VII. Required Course Content and Direction
  1. Learning Goals:

    1. Course
    2. Students will:
      1. identify major figures and concepts in global human civilizations from around 1500 AD to the present;
      2. identify the defining characteristics of major modern human civilizations such as China, Europe, India, Japan, Islamic civilization and North and South America;
      3. identify the major artistic, cultural, economic, intellectual, political, social, and scientific changes caused by the emergence and spread of the Industrial Revolution;
      4. explain the impact of Nationalism on global human societies; and
      5. evaluate a series of developments in global human cultures from 1500 AD. to the present.

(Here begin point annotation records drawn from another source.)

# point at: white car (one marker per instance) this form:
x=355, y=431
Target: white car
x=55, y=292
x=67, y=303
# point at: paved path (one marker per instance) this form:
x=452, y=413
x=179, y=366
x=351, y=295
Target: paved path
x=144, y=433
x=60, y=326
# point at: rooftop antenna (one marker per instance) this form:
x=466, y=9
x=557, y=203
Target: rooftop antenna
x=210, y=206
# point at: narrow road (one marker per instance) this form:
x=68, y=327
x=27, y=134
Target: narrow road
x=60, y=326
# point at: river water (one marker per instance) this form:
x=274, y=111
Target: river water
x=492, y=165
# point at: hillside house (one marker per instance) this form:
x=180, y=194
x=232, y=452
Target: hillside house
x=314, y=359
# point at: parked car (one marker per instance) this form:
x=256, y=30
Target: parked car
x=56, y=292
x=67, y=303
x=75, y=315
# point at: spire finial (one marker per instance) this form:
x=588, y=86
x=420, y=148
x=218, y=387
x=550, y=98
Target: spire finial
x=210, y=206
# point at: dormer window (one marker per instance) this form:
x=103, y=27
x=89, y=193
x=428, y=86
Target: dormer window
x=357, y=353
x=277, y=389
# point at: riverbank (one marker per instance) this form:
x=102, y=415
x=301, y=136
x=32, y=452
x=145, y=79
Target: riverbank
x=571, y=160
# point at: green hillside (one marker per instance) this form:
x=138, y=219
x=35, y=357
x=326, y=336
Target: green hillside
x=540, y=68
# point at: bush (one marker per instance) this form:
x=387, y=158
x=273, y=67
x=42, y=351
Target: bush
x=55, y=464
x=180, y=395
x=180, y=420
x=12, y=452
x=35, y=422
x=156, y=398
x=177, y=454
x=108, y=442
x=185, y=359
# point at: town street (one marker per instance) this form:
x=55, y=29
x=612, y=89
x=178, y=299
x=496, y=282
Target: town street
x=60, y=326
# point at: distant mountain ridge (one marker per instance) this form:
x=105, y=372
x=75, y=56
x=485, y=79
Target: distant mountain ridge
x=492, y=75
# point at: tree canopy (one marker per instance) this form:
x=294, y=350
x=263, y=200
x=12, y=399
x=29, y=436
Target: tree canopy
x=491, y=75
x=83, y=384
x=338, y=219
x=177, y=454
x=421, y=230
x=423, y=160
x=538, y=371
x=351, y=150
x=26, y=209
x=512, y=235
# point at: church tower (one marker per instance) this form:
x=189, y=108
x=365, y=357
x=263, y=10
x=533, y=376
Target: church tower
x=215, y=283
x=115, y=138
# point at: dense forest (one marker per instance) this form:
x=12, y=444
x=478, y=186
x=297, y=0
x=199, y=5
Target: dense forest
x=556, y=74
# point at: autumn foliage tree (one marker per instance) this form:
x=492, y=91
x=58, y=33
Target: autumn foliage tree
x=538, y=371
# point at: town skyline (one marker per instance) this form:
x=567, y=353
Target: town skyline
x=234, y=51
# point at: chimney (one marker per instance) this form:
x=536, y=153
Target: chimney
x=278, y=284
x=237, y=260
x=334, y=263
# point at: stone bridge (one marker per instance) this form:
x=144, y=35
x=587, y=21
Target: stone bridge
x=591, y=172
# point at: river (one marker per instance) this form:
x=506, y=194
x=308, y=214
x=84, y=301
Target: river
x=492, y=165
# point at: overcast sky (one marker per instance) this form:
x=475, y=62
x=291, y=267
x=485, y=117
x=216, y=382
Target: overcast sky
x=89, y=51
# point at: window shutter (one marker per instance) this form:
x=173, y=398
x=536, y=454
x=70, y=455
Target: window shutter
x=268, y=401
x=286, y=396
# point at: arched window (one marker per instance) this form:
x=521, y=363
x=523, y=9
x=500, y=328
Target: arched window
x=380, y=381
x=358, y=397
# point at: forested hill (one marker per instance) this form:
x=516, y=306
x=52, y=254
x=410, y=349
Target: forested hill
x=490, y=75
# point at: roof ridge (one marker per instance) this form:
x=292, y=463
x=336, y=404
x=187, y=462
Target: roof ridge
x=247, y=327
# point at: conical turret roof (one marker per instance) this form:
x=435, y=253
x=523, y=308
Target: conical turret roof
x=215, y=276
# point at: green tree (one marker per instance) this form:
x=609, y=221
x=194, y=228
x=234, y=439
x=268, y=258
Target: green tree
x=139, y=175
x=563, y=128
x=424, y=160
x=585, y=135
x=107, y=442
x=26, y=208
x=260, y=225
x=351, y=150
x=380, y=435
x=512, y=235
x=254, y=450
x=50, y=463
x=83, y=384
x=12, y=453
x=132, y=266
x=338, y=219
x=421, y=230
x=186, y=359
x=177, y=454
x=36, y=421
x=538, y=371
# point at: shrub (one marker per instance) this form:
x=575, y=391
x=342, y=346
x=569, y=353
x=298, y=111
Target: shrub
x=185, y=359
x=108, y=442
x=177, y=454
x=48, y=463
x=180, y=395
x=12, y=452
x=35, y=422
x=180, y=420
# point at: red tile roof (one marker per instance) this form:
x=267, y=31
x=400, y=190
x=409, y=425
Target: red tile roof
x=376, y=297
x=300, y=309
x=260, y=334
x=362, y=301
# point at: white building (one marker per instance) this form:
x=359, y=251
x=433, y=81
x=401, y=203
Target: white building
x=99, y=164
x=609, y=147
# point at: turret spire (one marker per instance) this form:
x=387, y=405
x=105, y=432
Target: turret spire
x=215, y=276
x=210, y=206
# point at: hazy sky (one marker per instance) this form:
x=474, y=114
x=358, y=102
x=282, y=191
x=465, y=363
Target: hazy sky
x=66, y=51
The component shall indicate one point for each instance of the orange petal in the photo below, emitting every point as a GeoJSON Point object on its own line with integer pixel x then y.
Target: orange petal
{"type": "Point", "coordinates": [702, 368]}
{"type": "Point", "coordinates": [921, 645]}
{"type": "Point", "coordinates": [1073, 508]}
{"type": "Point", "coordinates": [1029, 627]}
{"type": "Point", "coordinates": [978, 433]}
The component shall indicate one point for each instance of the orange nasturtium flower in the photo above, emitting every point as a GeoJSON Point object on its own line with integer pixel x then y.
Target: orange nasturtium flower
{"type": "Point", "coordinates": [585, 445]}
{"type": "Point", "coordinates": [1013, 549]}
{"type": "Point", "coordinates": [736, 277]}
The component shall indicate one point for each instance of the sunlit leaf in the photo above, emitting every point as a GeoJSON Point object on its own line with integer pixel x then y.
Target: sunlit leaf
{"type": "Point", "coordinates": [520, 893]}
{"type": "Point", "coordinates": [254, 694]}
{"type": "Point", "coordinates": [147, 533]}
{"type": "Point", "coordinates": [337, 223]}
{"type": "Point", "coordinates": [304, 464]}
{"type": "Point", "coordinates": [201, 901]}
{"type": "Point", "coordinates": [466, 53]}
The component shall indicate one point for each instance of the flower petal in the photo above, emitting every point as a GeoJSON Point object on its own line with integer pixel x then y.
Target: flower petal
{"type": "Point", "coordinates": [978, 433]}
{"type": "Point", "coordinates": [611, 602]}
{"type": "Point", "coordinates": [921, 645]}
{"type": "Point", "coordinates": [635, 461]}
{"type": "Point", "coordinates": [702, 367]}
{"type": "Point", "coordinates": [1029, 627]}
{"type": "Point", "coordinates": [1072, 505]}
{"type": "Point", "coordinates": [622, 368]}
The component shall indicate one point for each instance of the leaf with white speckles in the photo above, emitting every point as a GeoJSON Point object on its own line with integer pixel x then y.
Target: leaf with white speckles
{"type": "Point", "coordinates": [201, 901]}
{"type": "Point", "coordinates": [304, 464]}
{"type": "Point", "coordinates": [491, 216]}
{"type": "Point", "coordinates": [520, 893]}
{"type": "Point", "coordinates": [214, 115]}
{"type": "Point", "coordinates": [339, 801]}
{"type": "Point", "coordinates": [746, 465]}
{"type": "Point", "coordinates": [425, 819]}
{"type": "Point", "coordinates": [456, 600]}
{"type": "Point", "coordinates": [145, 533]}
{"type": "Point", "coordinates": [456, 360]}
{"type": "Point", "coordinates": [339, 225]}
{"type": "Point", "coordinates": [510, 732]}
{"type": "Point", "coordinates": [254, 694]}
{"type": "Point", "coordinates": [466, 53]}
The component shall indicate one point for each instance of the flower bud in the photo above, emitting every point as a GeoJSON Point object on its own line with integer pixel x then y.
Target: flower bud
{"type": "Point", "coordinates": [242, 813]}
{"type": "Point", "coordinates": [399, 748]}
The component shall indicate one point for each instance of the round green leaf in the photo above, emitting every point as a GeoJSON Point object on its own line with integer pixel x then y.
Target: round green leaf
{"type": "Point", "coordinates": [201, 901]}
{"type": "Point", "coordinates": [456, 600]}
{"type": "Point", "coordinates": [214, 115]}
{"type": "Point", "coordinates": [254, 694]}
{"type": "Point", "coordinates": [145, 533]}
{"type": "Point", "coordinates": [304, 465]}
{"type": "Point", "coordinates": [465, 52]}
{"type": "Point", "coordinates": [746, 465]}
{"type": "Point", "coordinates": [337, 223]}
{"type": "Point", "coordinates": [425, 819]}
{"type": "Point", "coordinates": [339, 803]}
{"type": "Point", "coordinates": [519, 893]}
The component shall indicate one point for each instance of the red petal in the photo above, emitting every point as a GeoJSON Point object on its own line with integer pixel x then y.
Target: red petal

    3. Core (if applicable)
    4. Category I:
      Cultural Perspectives
      Students will be able to:
      1. demonstrate knowledge and awareness of some components of our society's cultural heritage such as artistic, historical, linguistic, literary, and philosophical foundations.
      2. compare, contrast, analyze and/or defend differing world views and practices.
      3. demonstrate the ability to think independently by reading critically, thinking analytically, and communicating effectively in oral and/or written formats within the context of studying diversity in our culture.
  2. Planned Sequence of Topics and/or Learning Activities:

    1. Early European Exploration
    2. Religious Reformation and the Building of the Modern State
    3. East Asia in Transition
    4. Islamic Empires
    5. The Atlantic World
    6. Scientific Revolution and the Enlightenment
    7. The Revolution in Politics and Industry
    8. Nation-Building in North and South America
    9. European Imperialism from a Global Perspective
    10. The World Wars in a Global Perspective
    11. The Cold War in a Global Context
    12. Revolution and Reconstruction in East Asia
    13. Reform and Revolution in Latin America
    14. Retraction of Empire and Globalization
  3. Assessment Methods for Core Learning Goals:

    1. Course
    2. Student assessment consists of in-class exams, electronically administered exams, essays, written assignments, multi-media projects, and/or participation in classroom/online discussions.

    3. Core (if applicable)
    4. Student assessment of Category I: Cultural Perspectives consists of in-class exams, essays, electronically administered exams, written assignments, multi-media projects, and/or participation in classroom/online discussions.
  4. Reference, Resource, or Learning Materials to be used by Students:

    See course format.
VIII. Teaching Methods Employed
Section VIII is not being used in new and revised syllabi as of 12/10/08.